Previously, we looked at how front wheel steering systems influence the driving experience. Of course, not every car maneuvers with the front wheels so, in this article, we will look at what occurs when using a 4x4 vehicle.
How does turning change when using all 4 wheels? Are the specific forces applied any differently and will this change how you drive? Learning how this works can explain a great deal about your experience with 4x4 cars, as well as what forces are applied to your 4x4 tyres.
Before we begin, however, it’s worth noting that we’ve previously discussed the difference in 4x4 steering systems in true 4x4 vehicles and SUVs. For the sake of this article, we’re focusing on any car that turns with all 4 wheels, regardless of whether or not it has an inter-axle lock, reduction gearbox or transverse engine. Similarly, there are models which use 4 wheels all the time (commonly referred to as “all wheel drive”) and various 4x4 and SUVs that switch between 4 and 2 wheel drive systems. Again, for this article, we’re just looking at vehicles that can turn with all four wheels.
Here are a few examples of cars that feature four wheel steering systems:
● BMW 5 and 6 series, starting from 2011
● Renault Megane GT (4th Generation)
● Porsche 918 Spyder
● Honda Prelude, Accord (1991) and Ascot Innova (1992)
Of course, there are many more vehicles available. 4 wheel steering was very popular in the 1980s and it’s seen a recent comeback thanks to modern technology and power steering.
Steering system basics: visualising
the mechanical trail
In our previous article, it was discussed that the mechanical trail should be ‘positive’ and in front of the tyre. The trail is the difference between the steering accepts projected line and the tyre’s actual point of contact.
We also looked into the pneumatic trail, which is created from the tyre’s contact with the road. This generates self aligning torque which pushes the wheel out of its intended direction. Fortunately, the self-righting forces generated from the mechanical trail counter this when using front-wheel steering. Rear-wheel steering does not have this, thanks to more powerful torque. A 4x4 steering system, on the other hand, has both.
In most 4x4 steering systems, the majority of the turning is done by the front pair of wheels. The rear wheels still turn, but they often turn around half as much as the front wheels. This is to help resolve the above mentioned disbalance of torque. On their own, the rear wheels would push the car in the wrong direction.
At this ratio, they offer a sharper turn. Because all 4 wheels are turning inwards, the turning ratio is greatly reduced. The rear wheels often act as counter steering, offering greater control during these turns as they produce torque counter to the self-righting effect in the front wheels.

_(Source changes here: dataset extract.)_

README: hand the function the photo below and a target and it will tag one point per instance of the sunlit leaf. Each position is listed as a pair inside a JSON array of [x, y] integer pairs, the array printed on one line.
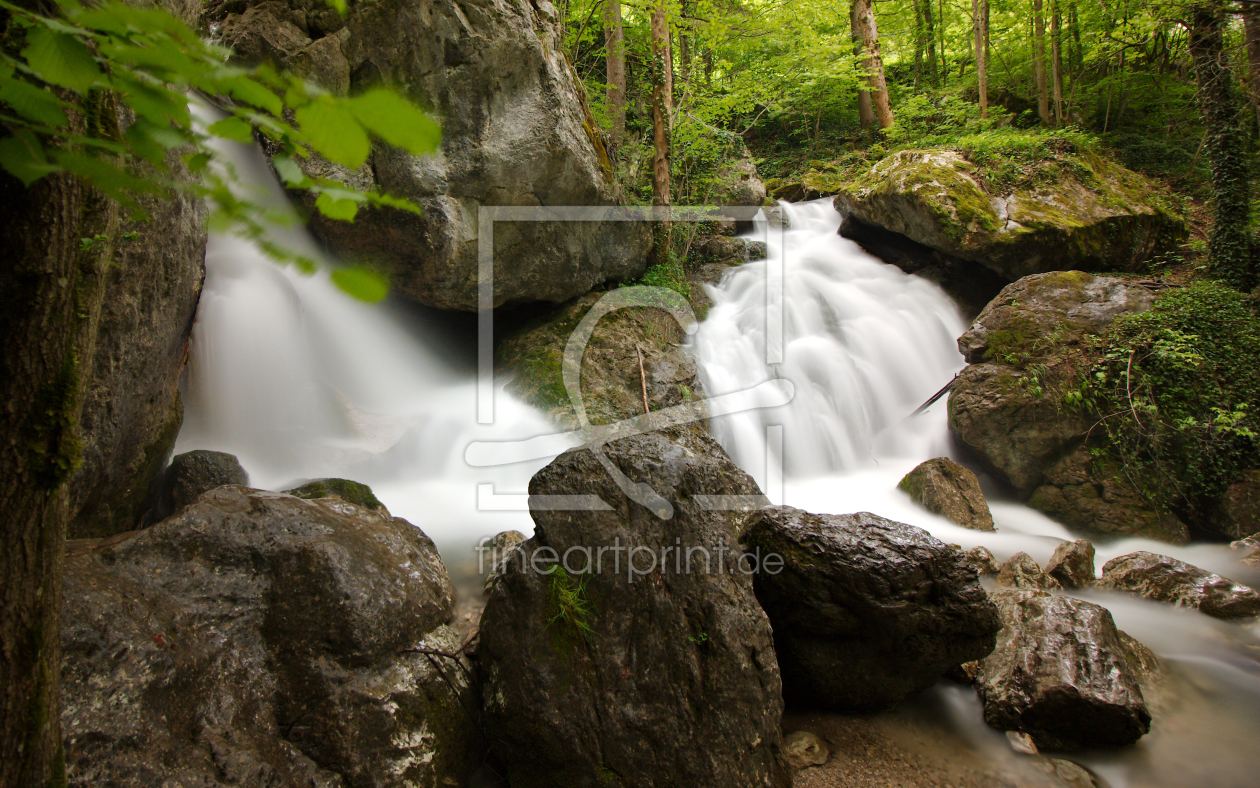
[[362, 284]]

4 wheel steering systems have sharper turning angles, making them popular in off-road racing
This is also one of the reasons many models switch between four and two wheel drive. Cars such as the Volkswagen Golf R only use the rear wheels when a slip is detected. This allows greater control when needed, while also leaving the greater flexibility of front wheel steering for most of the drive.
Off-Road Terrain Factors
True off-road vehicles use 4 wheels as much as possible. This is because, on an uneven surface, you cannot always determine which wheels will have the best contact area with the surface.
Of course, this means off-road steering systems need to be supported by strong, durable 4x4 tyres. Because of the uneven surface, a bigger contact area is prefered, which is why 4x4s tend to favour larger wheels. There are also other additional factors that off-road vehicles consider, such as greater suspension and a heavier weight, all of which put pressure on the tyres.
What Does This Mean For 4x4 Tyres?
While off-road vehicles need very durable tyres, preferably with a thick tread that isn’t too worn down, the rate of which tyres deteriorate depends on how much each wheel is steering. For example, most models steer at wider angles with the front wheels than they do with the rear pair, while some models don’t even always use the wheel pair unless they need the extra control.
Off-road and 4x4 tyres often tend to be bigger and tougher than road tyres
This means that, just like front wheel steering systems, the front tyres will receive a greater level of wear. However, the back pair will not last as long as those of a front wheel system, as they still see some use. As a result, while you can rearrange the placement of tyres on front and rear wheels, the overall quality of tyres will depreciate quicker.
Many other factors influence the conditions of your tyres, including your speed, road surface and individual driving style. Of course, 4x4 steering often causes more wear and tear than you might expect, which is why some spare tyres are always recommended, and to inspect your existing set more regularly.